Pain has been at a minimum.
I've been sleeping well, eating well, and my hair is growing in well.
My hair is growing in, yes, but I will never use those rollers again!
No serious complaints.
But still...
but still.
Some days are better than others.
Sometimes I look at my chest in the mirror and I cry.
The scars are long and still a little tender to the touch.
I hate the fact that I had to choose to have my breasts removed.
I hate the reminders that little scars on my abdomen provide -
my uterus, ovaries, cervix, and fallopian tubes are no more.
That sucks. Truly it does.
Some days I want to do to the supermarket shopping by myself.
But I can't lift grocery bags yet.
Some days I want to vacuum the stairs and the family room by myself.
But I can't lift the vacuum cleaner yet.
Sometimes I want to walk the long loop around my neighborhood.
But I don't have that much strength yet.
Some days I want to tackle the growing pile of ironing in the laundry room.
But I'm not supposed to take on tasks like that yet either.

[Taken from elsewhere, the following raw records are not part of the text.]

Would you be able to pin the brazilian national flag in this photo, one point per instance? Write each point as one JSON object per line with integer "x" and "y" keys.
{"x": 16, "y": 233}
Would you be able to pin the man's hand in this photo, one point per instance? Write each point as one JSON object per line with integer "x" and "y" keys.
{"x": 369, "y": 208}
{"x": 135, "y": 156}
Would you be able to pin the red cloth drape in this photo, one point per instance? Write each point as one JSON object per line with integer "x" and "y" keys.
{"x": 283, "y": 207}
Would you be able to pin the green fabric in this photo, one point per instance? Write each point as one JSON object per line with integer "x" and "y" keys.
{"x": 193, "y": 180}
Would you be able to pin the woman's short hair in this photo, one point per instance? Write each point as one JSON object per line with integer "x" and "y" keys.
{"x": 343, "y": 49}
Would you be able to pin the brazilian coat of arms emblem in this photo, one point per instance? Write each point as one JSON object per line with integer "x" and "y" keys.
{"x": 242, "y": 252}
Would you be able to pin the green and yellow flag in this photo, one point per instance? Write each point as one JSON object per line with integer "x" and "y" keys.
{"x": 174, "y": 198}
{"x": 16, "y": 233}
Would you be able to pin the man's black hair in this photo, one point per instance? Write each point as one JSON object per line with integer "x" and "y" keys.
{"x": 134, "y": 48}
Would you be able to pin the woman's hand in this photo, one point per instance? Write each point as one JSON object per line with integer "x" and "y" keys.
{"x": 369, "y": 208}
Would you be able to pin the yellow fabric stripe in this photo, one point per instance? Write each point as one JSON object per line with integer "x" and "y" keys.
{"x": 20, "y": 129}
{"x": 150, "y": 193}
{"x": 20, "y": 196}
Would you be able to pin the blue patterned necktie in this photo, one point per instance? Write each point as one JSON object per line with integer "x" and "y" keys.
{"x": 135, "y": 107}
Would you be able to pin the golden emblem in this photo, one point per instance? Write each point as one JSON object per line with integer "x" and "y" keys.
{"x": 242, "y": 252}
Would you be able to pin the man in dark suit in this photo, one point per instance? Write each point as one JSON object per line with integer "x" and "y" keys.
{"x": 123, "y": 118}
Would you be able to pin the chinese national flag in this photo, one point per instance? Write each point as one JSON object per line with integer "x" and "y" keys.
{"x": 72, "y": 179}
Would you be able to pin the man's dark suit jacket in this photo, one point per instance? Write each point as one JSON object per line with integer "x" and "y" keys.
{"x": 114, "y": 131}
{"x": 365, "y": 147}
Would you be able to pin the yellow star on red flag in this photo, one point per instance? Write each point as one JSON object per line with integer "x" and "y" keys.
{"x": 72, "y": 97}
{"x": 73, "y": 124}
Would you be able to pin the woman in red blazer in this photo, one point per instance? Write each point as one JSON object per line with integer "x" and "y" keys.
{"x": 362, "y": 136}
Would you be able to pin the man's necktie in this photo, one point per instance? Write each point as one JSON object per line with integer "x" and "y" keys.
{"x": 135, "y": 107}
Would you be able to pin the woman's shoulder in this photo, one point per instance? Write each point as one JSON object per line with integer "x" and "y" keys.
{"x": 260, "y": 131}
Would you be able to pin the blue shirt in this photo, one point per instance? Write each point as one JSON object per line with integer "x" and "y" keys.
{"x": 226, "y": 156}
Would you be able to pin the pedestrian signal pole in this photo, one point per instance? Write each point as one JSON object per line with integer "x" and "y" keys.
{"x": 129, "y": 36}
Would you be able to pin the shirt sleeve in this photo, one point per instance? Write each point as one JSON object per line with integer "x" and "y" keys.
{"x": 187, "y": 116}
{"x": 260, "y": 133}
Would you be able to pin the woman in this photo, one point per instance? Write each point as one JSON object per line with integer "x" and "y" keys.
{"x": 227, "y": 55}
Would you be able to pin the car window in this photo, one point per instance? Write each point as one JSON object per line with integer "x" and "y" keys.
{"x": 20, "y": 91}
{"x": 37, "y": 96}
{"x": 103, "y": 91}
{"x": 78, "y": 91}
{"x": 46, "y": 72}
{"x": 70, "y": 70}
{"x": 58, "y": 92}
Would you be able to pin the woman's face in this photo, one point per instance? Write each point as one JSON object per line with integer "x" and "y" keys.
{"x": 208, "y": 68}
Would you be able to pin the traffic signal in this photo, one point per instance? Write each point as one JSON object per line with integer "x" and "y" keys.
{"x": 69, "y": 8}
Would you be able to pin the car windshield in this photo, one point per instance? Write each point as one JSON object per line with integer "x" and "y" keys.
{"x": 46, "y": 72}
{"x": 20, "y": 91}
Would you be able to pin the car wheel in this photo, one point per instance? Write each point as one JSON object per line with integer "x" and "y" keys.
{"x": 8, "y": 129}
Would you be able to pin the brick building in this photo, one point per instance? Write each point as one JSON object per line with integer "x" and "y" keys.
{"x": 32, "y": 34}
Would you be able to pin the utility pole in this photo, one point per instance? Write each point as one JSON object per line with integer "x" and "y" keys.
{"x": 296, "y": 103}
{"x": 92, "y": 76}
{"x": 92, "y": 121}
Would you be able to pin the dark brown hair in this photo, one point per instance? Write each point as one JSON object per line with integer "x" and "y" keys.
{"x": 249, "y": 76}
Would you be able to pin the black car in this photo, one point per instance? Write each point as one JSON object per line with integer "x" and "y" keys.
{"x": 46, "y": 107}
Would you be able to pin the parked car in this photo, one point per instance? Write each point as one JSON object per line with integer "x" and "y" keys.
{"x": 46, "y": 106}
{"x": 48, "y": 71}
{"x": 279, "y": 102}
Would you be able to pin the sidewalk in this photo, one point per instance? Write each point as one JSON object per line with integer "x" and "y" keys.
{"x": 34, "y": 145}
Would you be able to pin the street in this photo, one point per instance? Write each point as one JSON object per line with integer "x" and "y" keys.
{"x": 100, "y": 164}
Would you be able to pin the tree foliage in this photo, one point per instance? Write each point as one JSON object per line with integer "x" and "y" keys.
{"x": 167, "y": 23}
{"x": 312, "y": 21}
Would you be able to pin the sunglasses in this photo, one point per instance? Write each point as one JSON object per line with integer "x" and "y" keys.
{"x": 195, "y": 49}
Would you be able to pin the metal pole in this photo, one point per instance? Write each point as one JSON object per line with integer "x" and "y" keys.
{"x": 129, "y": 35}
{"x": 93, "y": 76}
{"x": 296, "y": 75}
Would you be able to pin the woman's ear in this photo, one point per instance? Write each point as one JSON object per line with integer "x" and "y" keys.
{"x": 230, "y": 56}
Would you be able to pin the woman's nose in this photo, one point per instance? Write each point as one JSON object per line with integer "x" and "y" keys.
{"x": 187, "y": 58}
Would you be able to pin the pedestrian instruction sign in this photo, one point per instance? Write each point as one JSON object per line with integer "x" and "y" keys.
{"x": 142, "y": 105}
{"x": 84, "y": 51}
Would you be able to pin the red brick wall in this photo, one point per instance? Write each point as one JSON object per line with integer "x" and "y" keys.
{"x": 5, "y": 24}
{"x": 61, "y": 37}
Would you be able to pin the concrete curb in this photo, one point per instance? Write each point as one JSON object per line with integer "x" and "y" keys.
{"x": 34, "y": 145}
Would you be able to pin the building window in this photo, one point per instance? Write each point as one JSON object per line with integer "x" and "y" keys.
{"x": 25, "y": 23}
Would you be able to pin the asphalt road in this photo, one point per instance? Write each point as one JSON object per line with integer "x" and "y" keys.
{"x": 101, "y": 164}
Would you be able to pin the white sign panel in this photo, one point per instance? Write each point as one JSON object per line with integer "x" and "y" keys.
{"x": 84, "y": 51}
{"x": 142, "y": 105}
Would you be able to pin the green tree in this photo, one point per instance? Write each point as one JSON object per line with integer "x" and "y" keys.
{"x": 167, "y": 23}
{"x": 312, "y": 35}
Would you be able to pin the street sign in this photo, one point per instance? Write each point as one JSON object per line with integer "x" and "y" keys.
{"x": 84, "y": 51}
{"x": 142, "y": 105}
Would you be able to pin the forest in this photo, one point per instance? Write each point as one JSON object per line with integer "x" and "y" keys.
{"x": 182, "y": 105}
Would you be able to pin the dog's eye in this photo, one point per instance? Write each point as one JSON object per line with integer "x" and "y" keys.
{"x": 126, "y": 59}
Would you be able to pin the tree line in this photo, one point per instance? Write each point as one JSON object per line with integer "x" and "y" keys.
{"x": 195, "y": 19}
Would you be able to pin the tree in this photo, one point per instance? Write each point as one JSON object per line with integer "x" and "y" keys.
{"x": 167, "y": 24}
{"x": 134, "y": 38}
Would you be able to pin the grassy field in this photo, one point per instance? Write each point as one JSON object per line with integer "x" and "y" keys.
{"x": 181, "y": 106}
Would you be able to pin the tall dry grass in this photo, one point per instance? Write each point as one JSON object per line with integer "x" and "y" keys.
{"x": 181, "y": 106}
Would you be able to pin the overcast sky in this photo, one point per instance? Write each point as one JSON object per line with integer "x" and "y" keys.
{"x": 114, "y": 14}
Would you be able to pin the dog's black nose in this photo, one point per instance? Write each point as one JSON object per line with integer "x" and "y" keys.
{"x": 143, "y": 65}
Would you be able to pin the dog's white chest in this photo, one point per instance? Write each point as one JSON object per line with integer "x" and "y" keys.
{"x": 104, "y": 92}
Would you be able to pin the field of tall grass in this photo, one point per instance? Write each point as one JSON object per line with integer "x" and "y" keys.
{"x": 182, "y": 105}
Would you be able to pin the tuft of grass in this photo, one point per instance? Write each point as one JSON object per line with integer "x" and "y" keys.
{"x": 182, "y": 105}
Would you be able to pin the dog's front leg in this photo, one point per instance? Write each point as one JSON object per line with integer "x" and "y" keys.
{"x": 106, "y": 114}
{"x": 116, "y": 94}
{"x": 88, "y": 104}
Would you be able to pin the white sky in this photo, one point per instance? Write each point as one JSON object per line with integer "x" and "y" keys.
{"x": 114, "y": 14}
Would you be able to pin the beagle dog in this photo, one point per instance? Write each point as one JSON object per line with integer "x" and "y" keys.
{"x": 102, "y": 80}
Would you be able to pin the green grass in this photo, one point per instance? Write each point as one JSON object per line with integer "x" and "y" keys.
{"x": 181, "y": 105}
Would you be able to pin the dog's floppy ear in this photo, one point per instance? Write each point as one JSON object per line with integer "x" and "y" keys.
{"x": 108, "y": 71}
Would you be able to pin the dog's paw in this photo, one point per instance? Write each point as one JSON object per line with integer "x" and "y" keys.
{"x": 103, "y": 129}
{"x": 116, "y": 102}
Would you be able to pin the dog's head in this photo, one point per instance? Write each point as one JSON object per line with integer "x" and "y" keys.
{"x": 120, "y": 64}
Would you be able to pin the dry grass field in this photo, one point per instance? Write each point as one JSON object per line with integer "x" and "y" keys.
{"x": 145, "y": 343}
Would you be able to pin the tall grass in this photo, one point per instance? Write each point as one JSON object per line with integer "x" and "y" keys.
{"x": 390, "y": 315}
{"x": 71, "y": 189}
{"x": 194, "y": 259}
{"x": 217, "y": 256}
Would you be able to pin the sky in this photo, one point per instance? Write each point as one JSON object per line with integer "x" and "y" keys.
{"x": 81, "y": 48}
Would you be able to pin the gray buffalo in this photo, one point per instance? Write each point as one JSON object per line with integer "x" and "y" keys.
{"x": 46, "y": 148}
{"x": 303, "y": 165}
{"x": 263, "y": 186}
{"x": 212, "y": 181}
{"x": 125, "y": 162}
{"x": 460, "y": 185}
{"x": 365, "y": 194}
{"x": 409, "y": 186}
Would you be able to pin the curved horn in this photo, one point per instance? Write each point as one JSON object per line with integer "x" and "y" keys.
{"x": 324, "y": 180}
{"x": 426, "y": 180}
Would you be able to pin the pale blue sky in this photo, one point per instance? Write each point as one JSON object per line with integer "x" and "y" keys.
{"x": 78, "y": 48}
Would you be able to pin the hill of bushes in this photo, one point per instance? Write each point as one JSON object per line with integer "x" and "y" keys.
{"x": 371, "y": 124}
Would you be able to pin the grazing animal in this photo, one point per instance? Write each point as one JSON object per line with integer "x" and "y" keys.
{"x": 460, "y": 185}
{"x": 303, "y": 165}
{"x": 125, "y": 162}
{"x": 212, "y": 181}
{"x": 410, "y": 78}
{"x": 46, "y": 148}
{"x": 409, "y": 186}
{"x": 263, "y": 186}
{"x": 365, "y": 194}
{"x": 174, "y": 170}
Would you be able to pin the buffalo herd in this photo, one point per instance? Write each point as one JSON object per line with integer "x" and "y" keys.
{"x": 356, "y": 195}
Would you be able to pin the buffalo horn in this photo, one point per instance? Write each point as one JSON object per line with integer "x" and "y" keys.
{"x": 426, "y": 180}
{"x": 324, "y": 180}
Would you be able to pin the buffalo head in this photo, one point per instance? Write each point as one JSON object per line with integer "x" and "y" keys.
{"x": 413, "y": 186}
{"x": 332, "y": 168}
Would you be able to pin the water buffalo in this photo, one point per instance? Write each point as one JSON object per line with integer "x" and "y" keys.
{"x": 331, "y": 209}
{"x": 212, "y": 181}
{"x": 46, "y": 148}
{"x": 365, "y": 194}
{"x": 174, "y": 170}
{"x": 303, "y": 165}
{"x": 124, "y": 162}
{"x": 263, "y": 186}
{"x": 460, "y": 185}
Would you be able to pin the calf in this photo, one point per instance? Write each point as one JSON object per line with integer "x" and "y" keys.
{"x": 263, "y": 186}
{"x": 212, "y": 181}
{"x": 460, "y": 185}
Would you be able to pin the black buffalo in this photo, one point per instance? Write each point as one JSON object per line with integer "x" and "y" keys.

Some days I want to cook a big meal, bake cookies, and clean up after myself.
But again, that kind of undertaking is going to have to wait a few more weeks.
Don't get me wrong; it is nice to NOT have to do all the chores I usually do.
It's nice to get a break from the heavy lifting, literally and figuratively.
It has been truly glorious to see how my family has stepped in and taken care of the food, the cooking, the laundry, and most of all, they have taken exceptional care of me.
It's just that every day that I can't do the things I want to do is a reminder of kanswer.
A reminder of that horrible diagnosis and the aftermath of treatment.
A reminder of the side effects of chemotherapy and the after effects of surgery.
At the same time, these scars, these lost and mangled fingernails remind me that I entered into the battle with kanswer and I have emerged victorious from this round. They remind me that I had to make difficult decisions in order to win this battle. They remind me that I fought hard to stay alive and now I choose to live my life with more joy, more faith, more courage, and more determination than ever. (Yes, chemo can cause you to lose your fingernails weeks after the therapy is completed. Chemotherapy is the gift that keeps on giving!)
It doesn't hurt, but it looks pretty dreadful.
Even though some days are definitely better than others,
I remain grateful that the worst of this phase of my life's journey is behind me.
I am grateful that there are far more good days than bad ones.
I am grateful for hope and a future.